Analyse des pratiques professionnelles dans les cabinets dentaires de Drôme Provençale : exposition aux rayonnements ionisants, aux agents biologiques et aux produits chimiques

E. Pépin, G. Roche, J-M. Fontaine Références en Santé au Travail, 2017, n°149, pp.71-84. Bibliographie

Dans le cadre d’une élévation des risques, 54 cabinets dentaires adhérents à un service interentreprises de santé au travail (SIST) ont été visités. Ces cabinets employaient 164 travailleurs dont 64 chirurgiens-dentistes.
Il en ressort les remarques suivantes.

Le risque rayonnements ionisants n’est pas parfaitement pris en compte

  • éloignement insuffisant de l’opérateur lors de la prise de clichés et absence fréquente de commande extérieure à la salle de soins,
  • désignation non systématique d’une personne compétente en radioprotection (PCR),
  • classement du personnel vis-à-vis du risque d’exposition insuffisant, fiche d’exposition non systématique ou non transmise au médecin du travail,
  • dosimètre non porté systématiquement et résultats dosimétriques non transmis systématiquement au médecin du travail,
  • contrôles techniques périodiques internes et externes insuffisants (effectués chez respectivement 58 et 69% des praticiens),
  • suivi médical respecté pour les personnels salariés mais inexistant pour les praticiens libéraux.

Le risque biologique

  • les accidents avec exposition au sang (AES) sont en moyenne de 3/an et par dentiste. Aucune séroconversion professionnelle n’a été signalée depuis 2005 concernant le VIH en France. Le risque est en lien avec le recapuchonnage des aiguilles (pratiqué chez 59% des praticiens et 7,5% des assistances dentaires) ;
  • la gestion des déchets n’est pas optimale,
  • la vaccination contre l’hépatite B est insuffisamment contrôlée (statut immunitaire inconnu pour 1/3 des salariés et pour la totalité des praticiens non suivis par le SIST),
  • faiblesse de l’usage des EPI,
    • lunettes de protection portées par 1/3 du personnel concerné,
    • masques chirurgicaux classe I ou II portés par la totalité des assistantes dentaires, 1 seul praticien porte un masque IIR (couche imperméable supplémentaire) mais aucun ne porte de masque FFP2 (le seul en mesure de protéger contre les infections respiratoires de type "air" (telles que tuberculose, varicelle, rougeole...),
    • gants de protection portés dans 94% des cas.

Le risque chimique

  • Produits contenant des agents ou substances CMR utilisés par au moins 95% des dentistes (24 produits ont été recensés dans les cabinets visités selon la réglementation européenne mais 87 produits selon la classification du CIRC), mais risque à relativiser car les quantités utilisées sont infimes. Néanmoins, certaines substances cancérogènes sont sans effet seuil.
    Le risque d’exposition au mercure est partiellement pris en compte.

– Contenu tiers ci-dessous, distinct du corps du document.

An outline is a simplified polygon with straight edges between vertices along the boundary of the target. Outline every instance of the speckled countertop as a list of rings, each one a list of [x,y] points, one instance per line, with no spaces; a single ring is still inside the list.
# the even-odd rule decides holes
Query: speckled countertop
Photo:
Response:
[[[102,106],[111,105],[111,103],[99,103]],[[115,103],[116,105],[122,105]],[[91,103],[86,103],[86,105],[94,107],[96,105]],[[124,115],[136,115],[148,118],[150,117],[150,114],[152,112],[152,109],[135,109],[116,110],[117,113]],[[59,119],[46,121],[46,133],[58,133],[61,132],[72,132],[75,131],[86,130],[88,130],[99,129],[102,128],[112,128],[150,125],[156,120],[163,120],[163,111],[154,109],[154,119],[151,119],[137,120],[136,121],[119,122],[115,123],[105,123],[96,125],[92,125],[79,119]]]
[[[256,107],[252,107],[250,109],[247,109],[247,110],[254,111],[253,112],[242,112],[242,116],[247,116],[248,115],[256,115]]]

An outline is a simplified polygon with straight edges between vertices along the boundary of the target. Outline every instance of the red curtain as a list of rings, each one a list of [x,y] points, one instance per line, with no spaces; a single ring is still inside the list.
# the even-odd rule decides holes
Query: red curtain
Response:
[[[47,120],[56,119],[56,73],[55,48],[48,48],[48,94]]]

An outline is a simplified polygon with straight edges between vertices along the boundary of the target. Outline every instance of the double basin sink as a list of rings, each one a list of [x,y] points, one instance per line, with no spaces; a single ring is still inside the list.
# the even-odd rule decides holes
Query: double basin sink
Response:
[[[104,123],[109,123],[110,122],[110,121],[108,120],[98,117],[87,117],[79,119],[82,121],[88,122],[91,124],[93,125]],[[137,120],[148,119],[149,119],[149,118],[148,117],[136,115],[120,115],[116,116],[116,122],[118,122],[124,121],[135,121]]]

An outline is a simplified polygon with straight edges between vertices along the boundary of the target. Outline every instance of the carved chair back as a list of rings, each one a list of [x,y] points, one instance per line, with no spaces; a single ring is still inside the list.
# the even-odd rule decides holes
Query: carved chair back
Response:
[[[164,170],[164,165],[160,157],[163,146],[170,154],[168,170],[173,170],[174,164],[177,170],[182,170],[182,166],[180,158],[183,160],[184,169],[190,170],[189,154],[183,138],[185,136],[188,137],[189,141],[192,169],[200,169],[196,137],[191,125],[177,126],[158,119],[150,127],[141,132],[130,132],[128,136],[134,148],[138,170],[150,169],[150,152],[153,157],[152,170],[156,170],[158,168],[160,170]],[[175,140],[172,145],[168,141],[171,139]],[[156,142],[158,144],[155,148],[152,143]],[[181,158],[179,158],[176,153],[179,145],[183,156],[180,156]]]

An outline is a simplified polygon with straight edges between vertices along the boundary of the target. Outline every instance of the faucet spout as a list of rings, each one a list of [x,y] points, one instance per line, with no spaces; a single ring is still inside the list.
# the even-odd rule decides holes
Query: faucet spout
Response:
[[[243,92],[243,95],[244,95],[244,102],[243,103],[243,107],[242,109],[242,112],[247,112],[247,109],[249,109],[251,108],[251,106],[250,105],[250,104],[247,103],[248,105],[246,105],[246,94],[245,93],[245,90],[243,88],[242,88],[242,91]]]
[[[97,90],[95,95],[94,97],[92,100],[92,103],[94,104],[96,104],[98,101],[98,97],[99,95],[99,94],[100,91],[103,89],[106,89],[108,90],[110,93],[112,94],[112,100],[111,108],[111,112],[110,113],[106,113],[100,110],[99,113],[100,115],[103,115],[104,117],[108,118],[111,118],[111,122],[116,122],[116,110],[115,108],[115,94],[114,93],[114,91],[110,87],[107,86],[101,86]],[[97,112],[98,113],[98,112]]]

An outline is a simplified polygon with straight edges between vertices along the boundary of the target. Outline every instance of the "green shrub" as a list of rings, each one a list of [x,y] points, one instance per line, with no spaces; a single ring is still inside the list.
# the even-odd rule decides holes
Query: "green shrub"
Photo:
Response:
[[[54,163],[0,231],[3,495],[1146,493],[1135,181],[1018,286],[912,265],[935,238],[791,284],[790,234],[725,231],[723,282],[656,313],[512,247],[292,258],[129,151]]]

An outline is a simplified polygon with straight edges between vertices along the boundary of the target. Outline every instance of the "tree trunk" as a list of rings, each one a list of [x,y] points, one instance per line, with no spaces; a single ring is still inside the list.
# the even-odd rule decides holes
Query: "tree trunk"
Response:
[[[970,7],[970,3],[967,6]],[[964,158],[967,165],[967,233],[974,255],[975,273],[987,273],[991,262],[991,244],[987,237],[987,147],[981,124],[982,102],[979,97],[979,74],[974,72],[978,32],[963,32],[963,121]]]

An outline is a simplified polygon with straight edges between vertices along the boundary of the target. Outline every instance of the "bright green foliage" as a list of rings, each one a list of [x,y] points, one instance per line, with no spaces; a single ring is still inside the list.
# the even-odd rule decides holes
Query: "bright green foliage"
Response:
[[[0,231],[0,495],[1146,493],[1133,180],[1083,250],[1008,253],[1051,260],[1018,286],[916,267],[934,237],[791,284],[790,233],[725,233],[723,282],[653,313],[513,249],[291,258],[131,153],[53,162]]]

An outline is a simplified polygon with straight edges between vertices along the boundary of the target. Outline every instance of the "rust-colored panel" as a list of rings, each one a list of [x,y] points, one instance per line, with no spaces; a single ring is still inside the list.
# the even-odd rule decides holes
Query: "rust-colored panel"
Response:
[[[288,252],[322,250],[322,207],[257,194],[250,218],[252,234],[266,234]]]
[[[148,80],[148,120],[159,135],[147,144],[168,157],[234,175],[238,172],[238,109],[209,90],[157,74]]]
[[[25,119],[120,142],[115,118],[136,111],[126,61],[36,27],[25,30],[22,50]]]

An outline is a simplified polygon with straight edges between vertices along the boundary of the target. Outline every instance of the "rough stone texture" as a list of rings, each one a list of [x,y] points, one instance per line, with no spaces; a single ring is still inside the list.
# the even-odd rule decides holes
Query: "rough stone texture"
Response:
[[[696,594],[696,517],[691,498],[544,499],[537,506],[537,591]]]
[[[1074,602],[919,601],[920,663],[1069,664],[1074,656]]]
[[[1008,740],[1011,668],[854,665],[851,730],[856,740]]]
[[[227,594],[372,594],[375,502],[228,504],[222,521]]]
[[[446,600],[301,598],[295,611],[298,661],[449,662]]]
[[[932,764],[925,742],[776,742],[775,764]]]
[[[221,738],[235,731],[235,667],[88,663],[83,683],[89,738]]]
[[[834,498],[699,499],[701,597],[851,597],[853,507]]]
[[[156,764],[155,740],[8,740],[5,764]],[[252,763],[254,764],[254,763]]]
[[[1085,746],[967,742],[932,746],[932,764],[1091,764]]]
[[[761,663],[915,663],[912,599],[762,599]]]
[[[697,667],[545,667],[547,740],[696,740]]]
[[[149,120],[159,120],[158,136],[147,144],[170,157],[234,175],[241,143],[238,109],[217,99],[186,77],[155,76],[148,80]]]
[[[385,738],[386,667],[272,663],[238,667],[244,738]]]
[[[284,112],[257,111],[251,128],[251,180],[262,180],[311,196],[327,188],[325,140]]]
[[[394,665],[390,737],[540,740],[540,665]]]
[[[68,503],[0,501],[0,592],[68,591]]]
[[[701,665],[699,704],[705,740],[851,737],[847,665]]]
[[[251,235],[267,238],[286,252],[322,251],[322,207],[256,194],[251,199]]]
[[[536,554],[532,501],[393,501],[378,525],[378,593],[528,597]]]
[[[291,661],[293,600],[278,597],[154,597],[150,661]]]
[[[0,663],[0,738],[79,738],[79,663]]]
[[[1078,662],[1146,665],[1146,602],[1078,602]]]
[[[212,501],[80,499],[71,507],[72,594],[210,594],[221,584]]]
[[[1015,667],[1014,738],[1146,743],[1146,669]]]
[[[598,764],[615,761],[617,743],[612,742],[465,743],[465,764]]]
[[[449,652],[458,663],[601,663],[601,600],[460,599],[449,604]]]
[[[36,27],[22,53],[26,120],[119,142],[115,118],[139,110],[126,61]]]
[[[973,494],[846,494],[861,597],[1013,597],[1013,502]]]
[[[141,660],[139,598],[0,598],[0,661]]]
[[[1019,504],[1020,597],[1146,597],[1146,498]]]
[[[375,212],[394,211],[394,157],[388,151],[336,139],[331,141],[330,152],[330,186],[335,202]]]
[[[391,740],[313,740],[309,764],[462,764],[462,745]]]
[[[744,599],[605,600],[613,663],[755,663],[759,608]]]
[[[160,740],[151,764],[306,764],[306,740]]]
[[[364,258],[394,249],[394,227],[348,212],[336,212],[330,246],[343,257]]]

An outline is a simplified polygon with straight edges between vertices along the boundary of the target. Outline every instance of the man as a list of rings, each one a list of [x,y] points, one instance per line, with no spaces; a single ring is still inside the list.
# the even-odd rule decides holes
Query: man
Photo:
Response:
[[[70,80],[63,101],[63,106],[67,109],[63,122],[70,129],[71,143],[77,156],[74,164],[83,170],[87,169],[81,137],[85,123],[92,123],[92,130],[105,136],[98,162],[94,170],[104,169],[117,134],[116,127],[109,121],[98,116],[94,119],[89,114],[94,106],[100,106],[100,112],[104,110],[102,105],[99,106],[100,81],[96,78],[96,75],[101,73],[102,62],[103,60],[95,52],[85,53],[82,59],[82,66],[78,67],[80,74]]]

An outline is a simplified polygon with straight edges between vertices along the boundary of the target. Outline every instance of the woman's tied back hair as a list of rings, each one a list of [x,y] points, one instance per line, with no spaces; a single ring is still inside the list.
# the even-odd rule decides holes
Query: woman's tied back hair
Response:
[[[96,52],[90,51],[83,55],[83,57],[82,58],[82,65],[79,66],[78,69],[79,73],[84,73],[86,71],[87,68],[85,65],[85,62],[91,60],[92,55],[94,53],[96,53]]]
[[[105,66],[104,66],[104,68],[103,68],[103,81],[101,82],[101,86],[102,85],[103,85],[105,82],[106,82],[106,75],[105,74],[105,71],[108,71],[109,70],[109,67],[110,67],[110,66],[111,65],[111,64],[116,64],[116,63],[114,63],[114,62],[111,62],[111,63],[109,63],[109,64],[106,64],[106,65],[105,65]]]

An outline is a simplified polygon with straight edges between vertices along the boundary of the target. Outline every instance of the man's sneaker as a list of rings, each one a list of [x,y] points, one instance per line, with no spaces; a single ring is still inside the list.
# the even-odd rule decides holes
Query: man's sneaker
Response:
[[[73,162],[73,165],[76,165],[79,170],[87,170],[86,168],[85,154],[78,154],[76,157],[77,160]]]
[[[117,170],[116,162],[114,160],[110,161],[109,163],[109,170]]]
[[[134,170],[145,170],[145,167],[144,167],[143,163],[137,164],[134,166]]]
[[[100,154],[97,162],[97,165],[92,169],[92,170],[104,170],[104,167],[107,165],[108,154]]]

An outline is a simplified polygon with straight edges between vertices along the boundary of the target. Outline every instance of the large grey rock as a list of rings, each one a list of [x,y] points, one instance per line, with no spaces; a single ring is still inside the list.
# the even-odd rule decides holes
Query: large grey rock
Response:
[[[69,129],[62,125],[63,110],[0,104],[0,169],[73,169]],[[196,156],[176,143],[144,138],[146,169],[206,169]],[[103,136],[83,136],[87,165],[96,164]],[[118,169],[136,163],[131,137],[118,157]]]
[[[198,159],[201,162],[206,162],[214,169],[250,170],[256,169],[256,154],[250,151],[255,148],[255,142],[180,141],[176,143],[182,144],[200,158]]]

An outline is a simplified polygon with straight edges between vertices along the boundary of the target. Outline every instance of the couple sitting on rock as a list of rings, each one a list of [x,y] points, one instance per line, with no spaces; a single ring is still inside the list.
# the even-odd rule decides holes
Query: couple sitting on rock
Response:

La profession s’est montrée réceptive aux conclusions de l’étude et aux recommandations. Des améliorations sont indispensables en ce qui concerne surtout l’exposition aux rayonnements ionisants. Le risque biologique est partiellement pris en compte mais le recapuchonnage des aiguilles doit être totalement supprimé. En ce qui concerne les CMR : la sensibilisation des praticiens permet d’augurer de meilleures pratiques (substitution des produits ou des procédés les plus dangereux). Les mesures de prévention vis-à-vis de l’exposition au mercure sont à améliorer.